Editor’s Note: In a “ripped from the headlines” post, guest blogger Adam Rathge historicizes the recent episode of the Florida face-eater, drawing parallels between the contemporary panic over bath salts and 1930’s-era alarm over “reefer madness.” A PhD candidate in History at Boston College, Adam is at work on a dissertation entitled “The Origins of Marijuana Prohibition, 1870-1937.”
On May 26, a 31-year-old man named Rudy Eugene tore off the clothes of a homeless man under a highway in Miami, Florida and then ripped off parts of the victim’s face with his teeth. According to witnesses, when a uniformed police officer shouted at him to stop, the attacker allegedly looked up, growled, and then “kept eating the other guy away.”The officer then shot Eugene at least five times before he fell dead on the scene. The damage, however, was done. Much of the victim’s face was gone; his skin ripped away, nose bitten and his eyes gouged. Given the horrific nature of the event, news reports immediately spread around the country, with most observers wondering the same thing: what could possibly make a person eat someone’s face? The answer, of course, was drugs.

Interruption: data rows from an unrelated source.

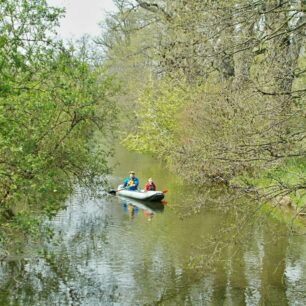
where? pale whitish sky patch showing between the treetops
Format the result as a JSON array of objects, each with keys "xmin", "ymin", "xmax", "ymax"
[{"xmin": 47, "ymin": 0, "xmax": 115, "ymax": 39}]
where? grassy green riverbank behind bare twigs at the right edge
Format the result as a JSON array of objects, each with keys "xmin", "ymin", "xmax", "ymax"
[{"xmin": 230, "ymin": 158, "xmax": 306, "ymax": 227}]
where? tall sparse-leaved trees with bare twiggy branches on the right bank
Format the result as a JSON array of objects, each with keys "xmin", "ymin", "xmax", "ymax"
[{"xmin": 101, "ymin": 0, "xmax": 306, "ymax": 195}]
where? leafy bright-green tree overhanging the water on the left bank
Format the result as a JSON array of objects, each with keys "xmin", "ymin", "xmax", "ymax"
[{"xmin": 0, "ymin": 0, "xmax": 115, "ymax": 238}]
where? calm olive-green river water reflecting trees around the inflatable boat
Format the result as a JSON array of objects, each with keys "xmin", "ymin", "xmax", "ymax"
[{"xmin": 0, "ymin": 151, "xmax": 306, "ymax": 306}]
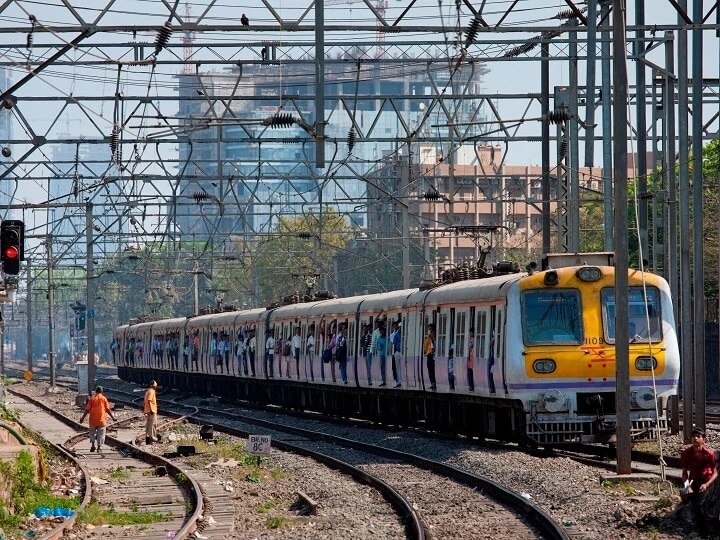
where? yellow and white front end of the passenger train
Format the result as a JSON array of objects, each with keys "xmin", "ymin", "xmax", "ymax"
[{"xmin": 506, "ymin": 265, "xmax": 680, "ymax": 444}]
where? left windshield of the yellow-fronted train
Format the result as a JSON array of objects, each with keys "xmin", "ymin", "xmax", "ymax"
[{"xmin": 522, "ymin": 289, "xmax": 583, "ymax": 345}]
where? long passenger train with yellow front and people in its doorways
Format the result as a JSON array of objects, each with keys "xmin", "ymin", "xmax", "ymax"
[{"xmin": 113, "ymin": 253, "xmax": 680, "ymax": 446}]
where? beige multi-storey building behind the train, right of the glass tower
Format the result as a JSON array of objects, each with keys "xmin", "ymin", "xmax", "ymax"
[{"xmin": 368, "ymin": 146, "xmax": 603, "ymax": 271}]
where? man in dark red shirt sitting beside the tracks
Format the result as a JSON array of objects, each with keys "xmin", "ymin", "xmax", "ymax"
[{"xmin": 680, "ymin": 427, "xmax": 718, "ymax": 529}]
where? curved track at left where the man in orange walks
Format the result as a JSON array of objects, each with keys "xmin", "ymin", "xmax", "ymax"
[{"xmin": 7, "ymin": 387, "xmax": 204, "ymax": 539}]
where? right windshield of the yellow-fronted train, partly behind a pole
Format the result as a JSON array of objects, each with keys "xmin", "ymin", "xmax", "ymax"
[{"xmin": 601, "ymin": 287, "xmax": 662, "ymax": 343}]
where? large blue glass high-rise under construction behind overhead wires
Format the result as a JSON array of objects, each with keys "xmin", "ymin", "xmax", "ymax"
[{"xmin": 176, "ymin": 61, "xmax": 485, "ymax": 242}]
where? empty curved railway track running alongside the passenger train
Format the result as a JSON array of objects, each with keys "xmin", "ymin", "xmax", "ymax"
[{"xmin": 94, "ymin": 380, "xmax": 568, "ymax": 538}]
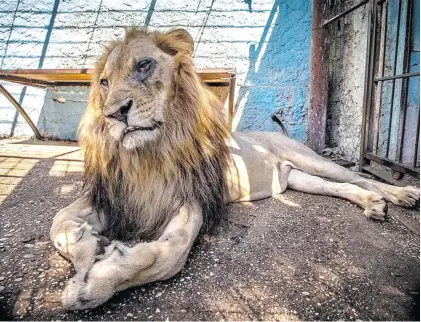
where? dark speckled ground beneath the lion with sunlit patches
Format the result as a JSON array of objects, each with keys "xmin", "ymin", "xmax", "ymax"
[{"xmin": 0, "ymin": 140, "xmax": 420, "ymax": 320}]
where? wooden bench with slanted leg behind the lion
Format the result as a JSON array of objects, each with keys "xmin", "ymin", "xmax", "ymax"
[{"xmin": 0, "ymin": 68, "xmax": 236, "ymax": 139}]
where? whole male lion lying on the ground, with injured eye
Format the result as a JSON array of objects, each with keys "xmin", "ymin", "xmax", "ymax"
[{"xmin": 50, "ymin": 29, "xmax": 419, "ymax": 310}]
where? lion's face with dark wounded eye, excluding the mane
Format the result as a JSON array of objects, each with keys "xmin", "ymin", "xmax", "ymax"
[{"xmin": 98, "ymin": 35, "xmax": 174, "ymax": 149}]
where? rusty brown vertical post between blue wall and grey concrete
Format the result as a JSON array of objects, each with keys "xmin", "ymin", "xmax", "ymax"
[{"xmin": 307, "ymin": 0, "xmax": 327, "ymax": 153}]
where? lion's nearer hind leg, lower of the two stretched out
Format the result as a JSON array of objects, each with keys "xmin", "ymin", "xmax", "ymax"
[{"xmin": 288, "ymin": 169, "xmax": 387, "ymax": 220}]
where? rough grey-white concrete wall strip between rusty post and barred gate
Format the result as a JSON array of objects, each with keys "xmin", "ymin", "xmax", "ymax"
[{"xmin": 326, "ymin": 0, "xmax": 367, "ymax": 161}]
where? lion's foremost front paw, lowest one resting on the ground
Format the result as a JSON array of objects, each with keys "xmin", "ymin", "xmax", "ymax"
[{"xmin": 61, "ymin": 274, "xmax": 114, "ymax": 310}]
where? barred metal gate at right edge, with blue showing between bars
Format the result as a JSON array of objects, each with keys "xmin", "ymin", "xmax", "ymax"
[{"xmin": 360, "ymin": 0, "xmax": 420, "ymax": 183}]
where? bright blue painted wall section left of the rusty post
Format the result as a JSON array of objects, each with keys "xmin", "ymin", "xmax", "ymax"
[{"xmin": 237, "ymin": 0, "xmax": 311, "ymax": 141}]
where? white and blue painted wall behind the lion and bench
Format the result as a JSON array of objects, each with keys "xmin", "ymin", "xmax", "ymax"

Reports from the Miami Herald show that local police initially theorized the attacker might have been suffering from “cocaine psychosis,” a drug-induced craze that bakes the body internally and often leads the user to strip naked to try and cool off. Speculation on the internet suggested it was a mix of hard drugs, or perhaps a bad batch of LSD, or even the beginning of a Zombie apocalypse. Just days later all of these theories were put to rest when the head of the Miami police union publicly speculated that Eugene was actually on “bath salts” – a range of synthetic stimulants that mimic the effects of marijuana, cocaine, and other illegal substances. Though bath salts had previously been blamed for psychotic episodes and wild hallucinations in other cases around the country, the gruesome nature of the face-eating case helped fuel a growing fear and hysteria of these legally available substances. Instantly, and for weeks after, police speculation on Eugene’s alleged use of bath salts became fact, firmly solidified in the national media as other shocking stories about this new and horrific drug emerged.

To the general public much of this information undoubtedly seemed as novel as it was shocking. As a drug historian watching this story unfold, the developing narrative actually sounded pretty familiar: a sensational story, a new more-dangerous-than-ever-before drug, and law enforcement officials clamoring for strict laws to combat it, all combining to drive a nationwide panic.